Export query results to Amazon S3

This document describes how to export the result of a query that runs against a BigLake table to your Amazon Simple Storage Service (Amazon S3) bucket.

For information about how data flows between BigQuery and Amazon S3, see Data flow when exporting data.

Limitations

For a full list of limitations that apply to BigLake tables based on Amazon S3 and Blob Storage, see Limitations.

Before you begin

Ensure that you have the following resources:

A connection to access your Amazon S3 bucket.
An Amazon S3 BigLake table.
The correct Amazon Web Services (AWS) Identity and Access Management (IAM) policy:
- You must have the PutObject permission to write data into the Amazon S3 bucket. For more information, see Create an AWS IAM policy for BigQuery.

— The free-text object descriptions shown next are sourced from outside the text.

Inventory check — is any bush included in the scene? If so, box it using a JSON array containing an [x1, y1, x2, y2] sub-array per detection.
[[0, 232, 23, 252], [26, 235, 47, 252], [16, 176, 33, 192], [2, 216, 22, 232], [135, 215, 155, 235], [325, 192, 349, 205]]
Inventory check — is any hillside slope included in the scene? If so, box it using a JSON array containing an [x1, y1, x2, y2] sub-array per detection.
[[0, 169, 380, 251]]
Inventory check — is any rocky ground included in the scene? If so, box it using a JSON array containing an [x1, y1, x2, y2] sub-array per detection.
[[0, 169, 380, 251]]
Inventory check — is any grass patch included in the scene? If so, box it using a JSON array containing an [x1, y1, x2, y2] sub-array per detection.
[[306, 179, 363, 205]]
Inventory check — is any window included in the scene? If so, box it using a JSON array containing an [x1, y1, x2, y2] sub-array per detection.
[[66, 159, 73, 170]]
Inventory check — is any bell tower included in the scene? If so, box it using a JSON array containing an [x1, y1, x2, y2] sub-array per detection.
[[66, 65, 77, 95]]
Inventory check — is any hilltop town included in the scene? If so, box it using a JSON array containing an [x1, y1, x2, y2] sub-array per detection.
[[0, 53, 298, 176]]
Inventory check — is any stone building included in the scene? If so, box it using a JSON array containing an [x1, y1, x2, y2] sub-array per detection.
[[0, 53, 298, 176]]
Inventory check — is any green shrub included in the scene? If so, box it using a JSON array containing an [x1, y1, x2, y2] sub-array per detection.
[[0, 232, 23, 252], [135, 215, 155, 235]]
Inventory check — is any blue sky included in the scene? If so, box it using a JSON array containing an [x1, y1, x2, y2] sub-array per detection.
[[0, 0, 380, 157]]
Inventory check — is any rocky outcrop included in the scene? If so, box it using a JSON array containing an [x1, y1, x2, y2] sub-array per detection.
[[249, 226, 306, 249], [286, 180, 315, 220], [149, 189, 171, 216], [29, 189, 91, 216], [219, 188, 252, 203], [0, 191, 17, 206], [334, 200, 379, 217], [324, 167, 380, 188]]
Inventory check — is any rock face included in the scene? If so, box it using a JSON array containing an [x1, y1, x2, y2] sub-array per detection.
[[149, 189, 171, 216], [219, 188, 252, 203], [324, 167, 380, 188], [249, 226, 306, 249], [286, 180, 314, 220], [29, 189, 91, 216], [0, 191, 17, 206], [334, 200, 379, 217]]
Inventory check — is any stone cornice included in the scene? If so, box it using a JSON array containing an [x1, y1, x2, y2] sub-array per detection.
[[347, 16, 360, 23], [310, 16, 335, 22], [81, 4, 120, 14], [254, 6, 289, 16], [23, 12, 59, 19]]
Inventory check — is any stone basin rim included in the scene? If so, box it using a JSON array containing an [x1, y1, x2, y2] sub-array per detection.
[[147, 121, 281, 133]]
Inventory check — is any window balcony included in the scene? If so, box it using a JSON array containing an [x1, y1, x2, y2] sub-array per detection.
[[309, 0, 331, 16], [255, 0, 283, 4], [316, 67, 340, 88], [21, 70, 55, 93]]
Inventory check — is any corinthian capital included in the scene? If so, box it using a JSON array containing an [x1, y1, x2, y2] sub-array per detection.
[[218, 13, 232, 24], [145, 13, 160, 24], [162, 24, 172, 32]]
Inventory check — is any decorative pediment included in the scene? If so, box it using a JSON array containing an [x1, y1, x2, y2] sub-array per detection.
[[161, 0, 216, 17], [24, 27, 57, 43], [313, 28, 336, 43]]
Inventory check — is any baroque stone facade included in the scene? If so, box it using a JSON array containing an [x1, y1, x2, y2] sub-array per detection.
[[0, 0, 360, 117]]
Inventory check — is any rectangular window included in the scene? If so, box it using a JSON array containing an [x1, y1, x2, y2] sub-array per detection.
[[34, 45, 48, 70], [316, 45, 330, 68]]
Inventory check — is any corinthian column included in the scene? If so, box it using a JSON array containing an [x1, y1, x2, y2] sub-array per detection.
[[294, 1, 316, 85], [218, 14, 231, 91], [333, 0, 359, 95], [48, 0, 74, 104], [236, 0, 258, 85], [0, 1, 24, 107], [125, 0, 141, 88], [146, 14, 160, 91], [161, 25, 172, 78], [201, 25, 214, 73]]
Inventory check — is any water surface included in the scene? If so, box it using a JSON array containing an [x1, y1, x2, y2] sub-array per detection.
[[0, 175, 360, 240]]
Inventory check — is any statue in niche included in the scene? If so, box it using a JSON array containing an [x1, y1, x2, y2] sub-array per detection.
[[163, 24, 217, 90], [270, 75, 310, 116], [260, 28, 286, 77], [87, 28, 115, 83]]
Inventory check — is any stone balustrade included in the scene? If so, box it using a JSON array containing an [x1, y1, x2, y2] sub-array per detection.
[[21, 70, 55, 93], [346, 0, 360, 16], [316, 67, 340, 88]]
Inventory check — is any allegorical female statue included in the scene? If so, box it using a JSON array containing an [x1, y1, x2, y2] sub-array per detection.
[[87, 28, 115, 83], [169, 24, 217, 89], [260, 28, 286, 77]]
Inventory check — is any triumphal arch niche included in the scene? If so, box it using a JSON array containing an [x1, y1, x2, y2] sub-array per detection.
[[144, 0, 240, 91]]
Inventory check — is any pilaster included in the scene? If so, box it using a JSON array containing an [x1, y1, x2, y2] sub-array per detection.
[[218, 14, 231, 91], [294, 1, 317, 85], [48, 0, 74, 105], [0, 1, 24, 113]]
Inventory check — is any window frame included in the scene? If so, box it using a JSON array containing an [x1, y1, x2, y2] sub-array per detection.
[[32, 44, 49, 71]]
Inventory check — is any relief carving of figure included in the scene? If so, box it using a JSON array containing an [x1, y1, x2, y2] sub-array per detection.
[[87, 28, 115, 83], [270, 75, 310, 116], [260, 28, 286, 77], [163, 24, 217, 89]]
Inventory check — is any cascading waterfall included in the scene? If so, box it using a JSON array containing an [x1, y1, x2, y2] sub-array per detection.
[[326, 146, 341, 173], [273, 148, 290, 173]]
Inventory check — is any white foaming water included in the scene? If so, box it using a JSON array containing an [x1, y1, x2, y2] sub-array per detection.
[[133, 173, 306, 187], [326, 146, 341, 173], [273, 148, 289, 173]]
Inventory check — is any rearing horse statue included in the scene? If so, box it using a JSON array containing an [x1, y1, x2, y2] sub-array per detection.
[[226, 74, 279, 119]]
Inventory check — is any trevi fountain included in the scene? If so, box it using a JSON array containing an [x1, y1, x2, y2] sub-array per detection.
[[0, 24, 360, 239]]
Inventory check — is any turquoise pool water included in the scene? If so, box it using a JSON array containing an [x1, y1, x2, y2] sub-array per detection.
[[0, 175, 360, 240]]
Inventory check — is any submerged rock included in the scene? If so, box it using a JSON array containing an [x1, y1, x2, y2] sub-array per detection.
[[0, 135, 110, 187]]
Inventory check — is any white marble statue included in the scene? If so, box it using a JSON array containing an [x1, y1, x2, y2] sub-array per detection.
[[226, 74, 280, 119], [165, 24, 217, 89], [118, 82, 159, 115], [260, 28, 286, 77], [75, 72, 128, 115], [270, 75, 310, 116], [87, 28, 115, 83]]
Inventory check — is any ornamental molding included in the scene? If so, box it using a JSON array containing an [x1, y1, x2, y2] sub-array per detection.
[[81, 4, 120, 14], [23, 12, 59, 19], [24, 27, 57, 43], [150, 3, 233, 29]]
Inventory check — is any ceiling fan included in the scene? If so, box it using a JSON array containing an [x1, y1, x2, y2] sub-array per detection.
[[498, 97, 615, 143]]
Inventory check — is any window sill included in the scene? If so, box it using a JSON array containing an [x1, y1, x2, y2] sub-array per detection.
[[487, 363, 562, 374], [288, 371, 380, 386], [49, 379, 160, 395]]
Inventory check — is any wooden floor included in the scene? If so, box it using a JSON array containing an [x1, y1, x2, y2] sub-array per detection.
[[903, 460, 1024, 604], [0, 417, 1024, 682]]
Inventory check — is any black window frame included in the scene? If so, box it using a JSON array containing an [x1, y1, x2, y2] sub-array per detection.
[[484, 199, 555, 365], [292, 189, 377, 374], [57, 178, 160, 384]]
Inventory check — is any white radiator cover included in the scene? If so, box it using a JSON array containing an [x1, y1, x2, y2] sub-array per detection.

If you are on the capacity-based pricing model, then ensure that you have enabled the BigQuery Reservation API for your project. For information about pricing, see BigQuery Omni pricing.

Export query results

BigQuery Omni writes to the specified Amazon S3 location regardless of any existing content. The export query can overwrite existing data or mix the query result with existing data. We recommend that you export the query result to an empty Amazon S3 bucket.

To run a query, select one of the following options:

SQL

In the Query editor field, enter a GoogleSQL export query. GoogleSQL is the default syntax in the Google Cloud console.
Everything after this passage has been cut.